Destination diversity marketing plans—those programs that seek to define locations and hospitality and tourism brands as welcoming and equipped to host different population segments—are not what they were a couple of decades ago. As populaces have diversified, so have initiatives to reach various markets.
Differences in people, including their races, ethnicities, ages, religions, lifestyles, gender identities, and travel styles, are getting recognized. And the initiatives are not in motion just because it’s hospitable to welcome and entertain people of all profiles. It’s also good business, say those who are spending significant resources to train employees and forge partnerships.
The City of Philadelphia launched its Multicultural Affairs Congress in the late 1980s to give its large African-American population a voice in lifting the city out of blight into new economic realms via development of tourism and hospitality. Today, the scene is more varied.
“Back then, people were looking at employment opportunities and procuring convention business with African Americans,” said Greg DeShields, executive director of PHLDiversity, a division of the Philadelphia CVB (PHLCVB). “We had to develop a product to get them to come to us, and to ensure that their time with us would provide a good experience. So then we focused primarily on African-American groups.” Today, he said, the city’s diversity initiatives have the cornerstones of African American, Asian, Native American, Hispanic, and Asian-Indian groups, and, more recently, LGBT markets.
DeShields said PHLDiversity focuses on meetings and conventions procurement, and Visit Philadelphia carries tourism’s leisure side, with some overlaps. “The Business of Diversity in Conventions and Tourism” will be the theme at an annual industry luncheon on Oct. 9 that will focus on the city’s efforts to be recognized as a leading multicultural and diverse tourism and convention city.
The luncheon will be held at the Philadelphia Marriott Downtown, a property that demonstrates its brand’s wide-ranging diversity marketing endeavors. “Today, initiatives must be about being culturally competent and authentic,” said Apoorva N. Gandhi, vice president of multi-cultural markets and alliances for Marriott International Inc. “It’s about getting into the trenches with various groups to take their pulses and show support.
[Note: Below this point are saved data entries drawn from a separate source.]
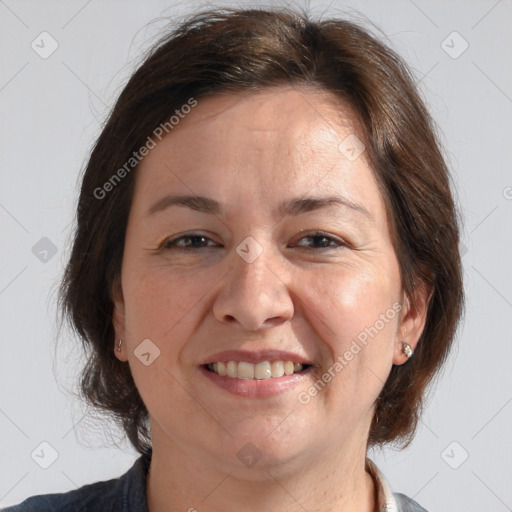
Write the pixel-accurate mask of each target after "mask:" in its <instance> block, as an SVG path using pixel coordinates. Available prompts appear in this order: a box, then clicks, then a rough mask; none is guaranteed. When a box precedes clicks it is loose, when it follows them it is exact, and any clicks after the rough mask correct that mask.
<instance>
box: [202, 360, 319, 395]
mask: <svg viewBox="0 0 512 512" xmlns="http://www.w3.org/2000/svg"><path fill="white" fill-rule="evenodd" d="M199 370H200V373H201V374H202V375H203V376H204V377H205V378H206V381H207V382H208V383H209V384H213V386H214V388H213V389H217V390H220V392H221V393H226V392H227V393H228V394H230V395H236V396H238V397H243V398H253V399H255V398H258V399H270V398H271V397H277V396H278V395H282V394H284V393H285V392H286V391H291V390H293V389H294V388H295V387H296V386H298V385H305V383H307V382H308V381H312V380H313V379H314V376H313V372H314V370H315V368H314V366H313V365H312V364H307V363H298V362H295V363H294V362H293V361H290V360H287V361H284V360H275V361H260V362H258V363H250V362H248V361H217V362H214V363H206V364H202V365H200V366H199Z"/></svg>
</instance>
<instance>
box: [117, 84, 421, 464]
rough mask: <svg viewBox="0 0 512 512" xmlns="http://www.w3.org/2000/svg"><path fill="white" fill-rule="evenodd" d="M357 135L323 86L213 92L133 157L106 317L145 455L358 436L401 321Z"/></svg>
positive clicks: (389, 240)
mask: <svg viewBox="0 0 512 512" xmlns="http://www.w3.org/2000/svg"><path fill="white" fill-rule="evenodd" d="M357 133H360V132H359V131H358V127H357V120H356V119H355V117H354V116H353V115H352V114H351V112H350V110H349V109H348V108H347V107H344V106H343V104H342V103H341V102H340V100H339V99H337V98H335V97H334V96H332V95H330V94H329V93H326V92H321V91H317V90H312V89H300V90H299V89H293V88H289V87H282V88H277V89H273V90H267V91H264V92H257V93H250V94H244V95H242V94H229V95H222V96H221V95H216V96H212V97H209V98H207V99H204V100H200V101H199V102H198V104H197V106H196V107H195V108H194V109H192V111H191V112H190V113H189V114H188V115H187V116H186V117H184V119H181V120H180V123H179V125H178V126H175V128H174V129H173V131H172V132H170V134H169V135H167V136H166V137H165V138H163V139H162V141H161V142H159V143H158V144H157V146H156V147H155V148H154V149H152V150H151V151H150V152H149V154H148V155H147V156H146V157H145V158H144V160H143V161H142V162H141V164H140V165H139V168H138V169H137V174H136V184H135V194H134V198H133V203H132V206H131V211H130V215H129V220H128V226H127V232H126V240H125V247H124V257H123V264H122V273H121V288H122V289H121V290H119V292H118V294H117V295H116V297H117V300H116V301H115V313H114V325H115V327H116V335H117V339H119V338H122V339H123V345H122V352H121V353H117V352H116V355H117V357H118V358H119V359H121V360H123V361H127V362H128V363H129V365H130V368H131V371H132V374H133V377H134V380H135V383H136V385H137V388H138V390H139V392H140V395H141V397H142V399H143V401H144V403H145V404H146V406H147V409H148V411H149V413H150V418H151V429H152V436H153V449H154V450H155V443H156V442H157V440H158V443H159V445H162V446H163V445H164V444H166V443H167V444H168V445H169V444H171V443H173V444H175V445H176V446H178V445H179V446H180V447H181V449H183V450H188V452H189V453H190V455H191V456H197V457H200V458H201V459H202V460H204V461H205V464H212V465H215V466H216V467H219V468H220V467H222V468H223V469H231V470H232V469H233V468H238V469H240V468H243V465H242V463H241V457H240V453H242V454H243V453H245V452H244V451H243V450H249V451H250V450H254V451H255V453H258V454H260V455H259V456H261V457H262V459H261V460H262V462H260V464H259V467H263V468H265V467H272V466H277V465H279V466H281V467H283V466H284V465H286V464H288V465H289V466H290V467H292V466H293V465H294V464H296V465H299V464H301V465H302V464H305V463H308V461H313V460H315V459H316V460H318V457H319V454H322V453H323V454H330V453H341V452H343V451H346V450H352V449H354V447H355V446H364V445H365V443H366V440H367V437H368V429H369V426H370V422H371V419H372V413H373V408H374V405H373V404H374V402H375V399H376V398H377V396H378V394H379V392H380V390H381V389H382V387H383V385H384V382H385V380H386V378H387V376H388V374H389V372H390V370H391V366H392V365H393V364H402V363H403V362H405V360H406V357H405V356H404V355H403V353H402V351H401V341H403V340H404V336H405V335H406V333H405V332H404V330H405V329H404V327H405V322H406V321H409V317H410V316H411V315H410V314H409V312H408V308H407V302H404V296H403V292H402V288H401V283H400V276H399V266H398V262H397V258H396V254H395V251H394V249H393V245H392V240H391V235H390V229H389V224H388V220H387V216H386V211H385V206H384V202H383V199H382V197H381V194H380V191H379V188H378V186H377V183H376V181H375V179H374V176H373V174H372V171H371V169H370V168H369V166H368V162H367V161H366V159H365V152H364V151H363V152H362V153H361V154H360V155H359V156H357V153H358V152H359V150H360V149H361V146H360V145H359V144H360V142H357V139H355V137H356V136H357V135H356V134H357ZM347 137H349V138H348V139H347ZM340 143H341V145H340ZM171 196H174V197H175V196H193V197H196V199H195V200H191V199H188V200H181V201H180V200H178V201H176V200H174V201H173V200H171V199H169V197H171ZM197 196H201V197H202V198H206V199H202V200H198V199H197ZM166 198H167V199H166ZM329 198H331V200H329ZM175 199H176V198H175ZM410 322H411V325H410V328H409V336H413V337H414V332H415V329H416V327H417V325H416V324H417V322H415V320H410ZM415 326H416V327H415ZM411 331H412V332H411ZM143 340H146V341H143ZM148 340H149V341H148ZM407 341H408V342H409V343H411V344H413V340H412V338H411V339H408V340H407ZM288 360H290V361H291V362H292V363H303V365H304V366H303V369H302V371H298V370H299V369H300V367H299V366H297V367H296V369H297V372H296V373H293V374H292V375H286V373H285V375H283V376H279V375H280V374H281V373H282V371H283V370H285V369H287V372H289V371H290V363H286V364H284V363H283V364H281V363H280V361H283V362H284V361H288ZM229 361H233V363H229V364H227V362H229ZM217 362H220V363H226V364H225V365H224V366H223V365H217V366H216V369H217V372H218V373H214V372H212V371H211V368H210V369H208V367H207V366H206V365H207V364H208V363H217ZM254 363H258V364H254ZM223 368H224V369H223ZM224 371H226V372H228V373H229V375H230V376H228V375H225V376H223V375H219V373H220V374H222V373H224ZM246 372H247V373H246ZM252 372H256V375H255V376H254V377H251V375H253V374H252ZM269 372H270V374H271V375H275V376H273V377H271V378H270V379H262V378H261V377H264V376H268V374H269ZM235 375H236V377H233V376H235ZM329 376H330V377H329ZM247 443H252V445H254V446H252V447H251V448H247V447H248V446H250V445H248V444H247ZM244 447H245V448H244ZM241 449H242V452H240V450H241ZM256 450H257V452H256ZM237 454H238V456H237Z"/></svg>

“You can use the same ad with different faces, but that’s not authentic. People see right through that. Our goal is to be engaged with a specific community, not to just show up and ask for money. This means we work alongside CVBs and associations that represent communities of people, to make sure they know we are supporting them. Marriott wants to demonstrate inclusion at all levels, whether someone does business with us or stays with us. We want them to have a great experience.”
One of the ways Marriott promotes associate awareness and relativity with its target groups is with culture days. “Maybe a hotel is in a city with a big Asian-Indian population, and they want to book more social and business events with them,” Gandhi said. “We’ll organize a meal of Indian food and maybe entertainment, and then take people to the culture—into restaurants, retail outlets, and cultural sites—to elevate awareness.”
Destination diversity marketing isn’t limited to big cities and big hotels. Reaching out for good experiences with the LGBT market is core of a new CVB marketing campaign in Richmond, Va., called OutRVA. Its objectives include spotlighting the city’s attractiveness for LGBT travelers. Vishal Savani, communications manager for Linden Row Inn, a 70-room historic boutique property in Richmond, said his company is a leading sponsor of the new campaign.
“We contribute financially and in kind to the campaign,” Savani said. “We actually began with this sector by hosting a large press trip in 2011, and we’ve donated room nights and auction items for other marketing initiatives with the CVB, and we’ve seen good increases from this market.”